Il y a quelque chose à creuser dans le glissement sémantique du « travail » vers l' »emploi ». Le glissement n’est sans doute pas uniquement sémantique. C’est un peu ce que développe Graeber autour de la question des « bullshit jobs« .

– Ni résignation, ni archaïsme, Propos recueillis par Alexis Libaert et Philippe Petit ; entretien paru dans L’Evénement du jeudi du 21-27 décembre 1995, sous le titre : « Ni ‘Esprit’ ni Bourdieu : les intellos entre l’archaïsme et la fuite« .

« Je suis depuis toujours un internationaliste, et comme tel aussi partisan d’une réunion des peuples européens. Mais cela n’a rien à voir avec ce qui se passe dans le cas de la Communauté européenne. Cette réunion n’aurait vraiment un sens, et ne serait par ailleurs possible d’un point de vue réaliste, que si elle était d’abord politique.

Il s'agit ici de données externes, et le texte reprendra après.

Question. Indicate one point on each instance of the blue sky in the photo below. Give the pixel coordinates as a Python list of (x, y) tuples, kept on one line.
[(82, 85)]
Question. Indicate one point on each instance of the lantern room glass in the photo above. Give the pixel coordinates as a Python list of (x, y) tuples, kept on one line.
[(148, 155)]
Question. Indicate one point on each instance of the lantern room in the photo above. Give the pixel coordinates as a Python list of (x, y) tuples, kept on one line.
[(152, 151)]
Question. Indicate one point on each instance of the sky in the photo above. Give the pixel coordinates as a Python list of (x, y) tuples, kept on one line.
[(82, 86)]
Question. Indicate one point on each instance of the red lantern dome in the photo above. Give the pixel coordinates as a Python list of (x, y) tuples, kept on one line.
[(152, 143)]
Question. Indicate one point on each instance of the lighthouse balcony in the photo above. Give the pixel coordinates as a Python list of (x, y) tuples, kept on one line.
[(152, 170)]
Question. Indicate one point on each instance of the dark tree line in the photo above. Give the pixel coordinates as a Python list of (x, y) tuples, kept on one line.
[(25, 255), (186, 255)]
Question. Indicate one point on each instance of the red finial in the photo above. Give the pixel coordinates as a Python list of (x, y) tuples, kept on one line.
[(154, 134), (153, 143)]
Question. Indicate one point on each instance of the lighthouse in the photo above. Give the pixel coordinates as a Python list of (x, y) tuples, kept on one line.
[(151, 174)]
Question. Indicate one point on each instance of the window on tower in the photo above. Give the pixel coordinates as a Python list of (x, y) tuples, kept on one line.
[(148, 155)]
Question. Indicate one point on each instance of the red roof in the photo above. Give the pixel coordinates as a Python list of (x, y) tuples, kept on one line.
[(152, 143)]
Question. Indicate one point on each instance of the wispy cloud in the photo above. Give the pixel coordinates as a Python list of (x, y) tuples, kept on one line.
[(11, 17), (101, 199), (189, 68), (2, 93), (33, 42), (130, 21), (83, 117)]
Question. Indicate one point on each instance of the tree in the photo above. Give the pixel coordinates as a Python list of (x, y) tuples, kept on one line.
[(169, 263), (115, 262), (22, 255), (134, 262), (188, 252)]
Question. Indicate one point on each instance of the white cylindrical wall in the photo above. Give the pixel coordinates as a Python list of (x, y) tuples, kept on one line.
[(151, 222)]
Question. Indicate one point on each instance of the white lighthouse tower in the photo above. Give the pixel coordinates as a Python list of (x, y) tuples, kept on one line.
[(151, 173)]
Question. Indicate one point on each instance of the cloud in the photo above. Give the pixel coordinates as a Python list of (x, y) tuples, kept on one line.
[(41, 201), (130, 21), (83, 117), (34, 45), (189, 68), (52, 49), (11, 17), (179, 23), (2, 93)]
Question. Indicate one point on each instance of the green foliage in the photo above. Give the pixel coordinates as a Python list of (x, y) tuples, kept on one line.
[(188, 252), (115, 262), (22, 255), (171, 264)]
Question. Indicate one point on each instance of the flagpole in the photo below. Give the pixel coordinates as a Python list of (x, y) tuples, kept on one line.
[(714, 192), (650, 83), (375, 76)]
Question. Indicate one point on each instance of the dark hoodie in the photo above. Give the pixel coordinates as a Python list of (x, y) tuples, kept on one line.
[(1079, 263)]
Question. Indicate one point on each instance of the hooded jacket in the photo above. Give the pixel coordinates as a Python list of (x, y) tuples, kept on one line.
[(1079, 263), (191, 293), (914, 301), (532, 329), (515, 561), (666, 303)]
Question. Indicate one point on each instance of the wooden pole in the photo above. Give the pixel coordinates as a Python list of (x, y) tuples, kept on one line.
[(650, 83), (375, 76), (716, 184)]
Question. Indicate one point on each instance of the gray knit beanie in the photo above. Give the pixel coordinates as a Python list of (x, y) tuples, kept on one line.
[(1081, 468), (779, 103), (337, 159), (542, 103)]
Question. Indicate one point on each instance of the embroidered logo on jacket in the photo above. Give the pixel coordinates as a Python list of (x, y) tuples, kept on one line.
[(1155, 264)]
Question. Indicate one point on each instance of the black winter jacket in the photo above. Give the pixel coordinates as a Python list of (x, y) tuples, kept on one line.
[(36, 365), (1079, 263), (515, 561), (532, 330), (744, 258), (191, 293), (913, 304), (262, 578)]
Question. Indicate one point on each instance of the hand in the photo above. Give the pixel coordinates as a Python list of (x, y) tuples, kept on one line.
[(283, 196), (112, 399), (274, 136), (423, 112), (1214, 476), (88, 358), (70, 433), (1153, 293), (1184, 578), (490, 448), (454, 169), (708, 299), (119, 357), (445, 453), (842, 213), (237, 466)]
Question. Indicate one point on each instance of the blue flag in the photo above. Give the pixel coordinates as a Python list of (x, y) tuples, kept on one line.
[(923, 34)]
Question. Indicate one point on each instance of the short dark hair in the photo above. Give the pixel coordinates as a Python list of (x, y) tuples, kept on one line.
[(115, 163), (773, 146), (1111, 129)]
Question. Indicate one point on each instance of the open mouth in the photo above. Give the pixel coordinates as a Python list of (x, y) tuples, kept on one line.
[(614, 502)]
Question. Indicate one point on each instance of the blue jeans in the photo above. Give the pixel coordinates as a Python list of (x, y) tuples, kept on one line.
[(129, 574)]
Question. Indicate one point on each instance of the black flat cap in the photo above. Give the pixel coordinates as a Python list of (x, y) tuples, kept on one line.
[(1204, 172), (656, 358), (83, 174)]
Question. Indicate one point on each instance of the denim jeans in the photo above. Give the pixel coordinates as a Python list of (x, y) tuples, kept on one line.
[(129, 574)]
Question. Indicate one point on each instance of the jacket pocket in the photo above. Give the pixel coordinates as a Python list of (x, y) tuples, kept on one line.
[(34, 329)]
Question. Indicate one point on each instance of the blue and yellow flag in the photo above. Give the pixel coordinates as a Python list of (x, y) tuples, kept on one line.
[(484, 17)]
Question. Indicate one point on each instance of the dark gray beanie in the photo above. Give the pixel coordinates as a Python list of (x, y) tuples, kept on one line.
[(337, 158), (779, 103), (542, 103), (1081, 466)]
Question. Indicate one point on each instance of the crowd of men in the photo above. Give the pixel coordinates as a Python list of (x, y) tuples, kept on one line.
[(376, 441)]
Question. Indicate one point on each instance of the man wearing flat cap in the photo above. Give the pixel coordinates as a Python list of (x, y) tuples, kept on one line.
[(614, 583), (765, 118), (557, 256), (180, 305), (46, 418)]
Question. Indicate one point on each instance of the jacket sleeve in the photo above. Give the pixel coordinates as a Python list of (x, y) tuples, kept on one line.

Or il est clair que, présentement, à peu près personne ne désire une union politique, ni les peuples, ni les oligarchies dirigeantes. Face à cette réalité, on a inventé une fausse bonne idée, une astuce subalterne de technocrate, l’union monétaire. Mais comment une union monétaire pourrait-elle fonctionner sans politique économique commune ? Et qui pourrait imposer une politique économique commune sinon une autorité politique ? En fait, c’est ce qui est en train de se passer en catimini. La volonté allemande d’hégémonie économique et politique à long terme fraye graduellement son chemin. L’Europe est en fait une zone mark depuis 1980, et cet état se consolide avec les dispositions de Maastricht. M. Trichet se vante de l’indépendance de la Banque de France – qui n’ose pas se moucher sans regarder la Bundesbank. Et celle-ci suit avec constance une politique orientée uniquement vers ‘la stabilité de la valeur de la monnaie’ ; brièvement parlant, une politique déflationniste. Or, si un capitalisme peut marcher avec une inflation zéro, il ne peut le faire qu’en produisant du chômage. »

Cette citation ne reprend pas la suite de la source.